Sugiero, por ejemplo, si usted desea insuflarse de ese aire puro y fresco, sentir el sol tibio y dejarse mecer por un paseo de mediodía, comenzar por la Plaza de Armas, el punto de partida y nacimiento administrativo de cualquier urbe de este tipo en la zona central. Según el escritor Antonio Gil, “la ciudad nace alrededor del cadalso, de la horca, el lugar adonde iban los campesinos a ver cómo se ejercía justicia y donde se realizaban artesanías indispensables para el trabajo agrícola”. Comenzando ese paseo —de preferencia en primavera— podrá darse cuenta de que en los últimos años las ciudades provincianas próximas a la capital se han ido convirtiendo en apéndices de esta. Adoptan costumbres cívicas y arquitectónicas, tales como: el arrojo de basura —con malentendida viveza— en una ventana que da a la calle, en los agujeros de los postes, entre los fierros de las rejas o en las puertas cancel de las casas de fachada continua; la red de cables aéreos que trazan otra ciudad de poste a poste, diseccionan el paisaje, ponen en riesgo las vidas de peatones y generan una densa contaminación visual; el derrumbe y demolición de casas patrimoniales, que dan paso a locales revestidos de cerámica y, cómo no, a edificios de departamentos. Y ojalá, finalmente, en el centro de la ciudad, la construcción de un enorme y desproporcionado centro comercial que termina por reventarlo todo, incluyendo la red de alcantarillado y corrupción, las calles circundantes y el más allá. De esta forma, la Oda a la vida licenciosa se transforma en las localidades de regiones, siguen así el fiel ejemplo de la capital creciendo como manchas, con periferias y circunvalaciones en todos los sentidos, teniendo a inciviles constructores y arquitectos urbanizando a destajo —“lo más baratito posible”— hasta los bordes mismos de los cerros y, cuando no, subiendo por ellos. 

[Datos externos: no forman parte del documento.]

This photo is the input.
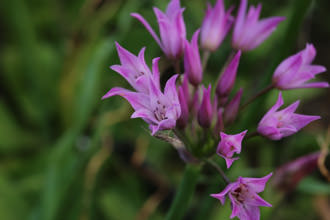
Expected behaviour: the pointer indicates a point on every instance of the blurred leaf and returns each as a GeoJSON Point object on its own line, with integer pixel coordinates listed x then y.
{"type": "Point", "coordinates": [314, 186]}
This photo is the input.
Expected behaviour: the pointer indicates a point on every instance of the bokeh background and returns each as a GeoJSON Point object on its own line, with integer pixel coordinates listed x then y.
{"type": "Point", "coordinates": [65, 154]}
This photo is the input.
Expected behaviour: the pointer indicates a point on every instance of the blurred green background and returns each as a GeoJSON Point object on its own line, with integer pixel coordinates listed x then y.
{"type": "Point", "coordinates": [65, 154]}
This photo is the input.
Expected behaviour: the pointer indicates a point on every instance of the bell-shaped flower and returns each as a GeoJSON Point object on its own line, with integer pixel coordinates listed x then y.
{"type": "Point", "coordinates": [205, 112]}
{"type": "Point", "coordinates": [192, 61]}
{"type": "Point", "coordinates": [133, 68]}
{"type": "Point", "coordinates": [243, 194]}
{"type": "Point", "coordinates": [294, 71]}
{"type": "Point", "coordinates": [249, 31]}
{"type": "Point", "coordinates": [215, 26]}
{"type": "Point", "coordinates": [227, 78]}
{"type": "Point", "coordinates": [229, 145]}
{"type": "Point", "coordinates": [278, 124]}
{"type": "Point", "coordinates": [231, 109]}
{"type": "Point", "coordinates": [160, 110]}
{"type": "Point", "coordinates": [171, 27]}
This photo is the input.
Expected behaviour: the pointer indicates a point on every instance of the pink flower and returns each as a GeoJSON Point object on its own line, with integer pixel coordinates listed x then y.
{"type": "Point", "coordinates": [205, 112]}
{"type": "Point", "coordinates": [160, 110]}
{"type": "Point", "coordinates": [228, 77]}
{"type": "Point", "coordinates": [192, 61]}
{"type": "Point", "coordinates": [294, 71]}
{"type": "Point", "coordinates": [171, 27]}
{"type": "Point", "coordinates": [231, 109]}
{"type": "Point", "coordinates": [230, 144]}
{"type": "Point", "coordinates": [278, 124]}
{"type": "Point", "coordinates": [216, 25]}
{"type": "Point", "coordinates": [133, 68]}
{"type": "Point", "coordinates": [184, 98]}
{"type": "Point", "coordinates": [249, 31]}
{"type": "Point", "coordinates": [244, 197]}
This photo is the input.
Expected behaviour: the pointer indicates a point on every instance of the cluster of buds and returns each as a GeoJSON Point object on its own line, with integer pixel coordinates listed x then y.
{"type": "Point", "coordinates": [197, 114]}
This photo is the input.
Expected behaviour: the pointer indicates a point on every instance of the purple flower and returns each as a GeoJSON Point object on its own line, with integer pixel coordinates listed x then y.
{"type": "Point", "coordinates": [192, 61]}
{"type": "Point", "coordinates": [244, 197]}
{"type": "Point", "coordinates": [294, 71]}
{"type": "Point", "coordinates": [278, 124]}
{"type": "Point", "coordinates": [160, 110]}
{"type": "Point", "coordinates": [205, 112]}
{"type": "Point", "coordinates": [184, 103]}
{"type": "Point", "coordinates": [171, 27]}
{"type": "Point", "coordinates": [249, 31]}
{"type": "Point", "coordinates": [230, 144]}
{"type": "Point", "coordinates": [219, 126]}
{"type": "Point", "coordinates": [216, 25]}
{"type": "Point", "coordinates": [133, 68]}
{"type": "Point", "coordinates": [227, 78]}
{"type": "Point", "coordinates": [232, 107]}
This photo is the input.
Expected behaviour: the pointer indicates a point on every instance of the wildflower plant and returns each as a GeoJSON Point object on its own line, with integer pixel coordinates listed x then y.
{"type": "Point", "coordinates": [195, 117]}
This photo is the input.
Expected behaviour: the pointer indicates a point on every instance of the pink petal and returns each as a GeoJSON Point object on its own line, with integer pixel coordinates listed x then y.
{"type": "Point", "coordinates": [148, 27]}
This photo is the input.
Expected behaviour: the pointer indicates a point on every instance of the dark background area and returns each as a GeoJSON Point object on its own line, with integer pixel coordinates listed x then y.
{"type": "Point", "coordinates": [66, 154]}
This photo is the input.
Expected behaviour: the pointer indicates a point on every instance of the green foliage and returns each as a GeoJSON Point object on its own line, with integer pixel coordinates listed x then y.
{"type": "Point", "coordinates": [66, 154]}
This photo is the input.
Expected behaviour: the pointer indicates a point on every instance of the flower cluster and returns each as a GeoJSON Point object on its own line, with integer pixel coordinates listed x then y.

Las modas conceptuales y teórico político o sociológicas traen el uso de términos como “territorio” o “territorialidad”, vistos como la posibilidad de los ciudadanos de empoderarse (otra expresión de moda) subjetivamente de un espacio amplio en beneficio del desarrollo sociocultural, estableciendo límites de comarca, área o región. De modo que, dichas fronteras terminan siendo, al final, las propias limitantes de lo que debería llamarse “desterritorialización”. Así, nos hemos cargado de pueblos en el olvido, ignorados por el poder central, y que sólo hacen noticia cuando un socavón gigantesco amenaza con devorárselos, algún tarado o tarada comete un crimen horrendo, un alcalde se pasa de rosca con los dineros de la caja chica o un terremoto los pone en el mapa como epicentro de lo telúrico. 

Pienso en los muchos Chile existentes y en un país que tiene capas de profundidad, territorialmente hablando, para llegar al llamado Chile profundo. Uno que tendría que ver más o menos con el país provinciano o pastoril, relativamente remoto respecto de la capital, y que en la actualidad tiene como una de sus medidas de desarrollo y lejanía la existencia o no de la señal para teléfonos móviles, o el camino de tierra por el que transitan “haciendo patria” y desternillándose macabramente de la risa algunos rostros de la televisión.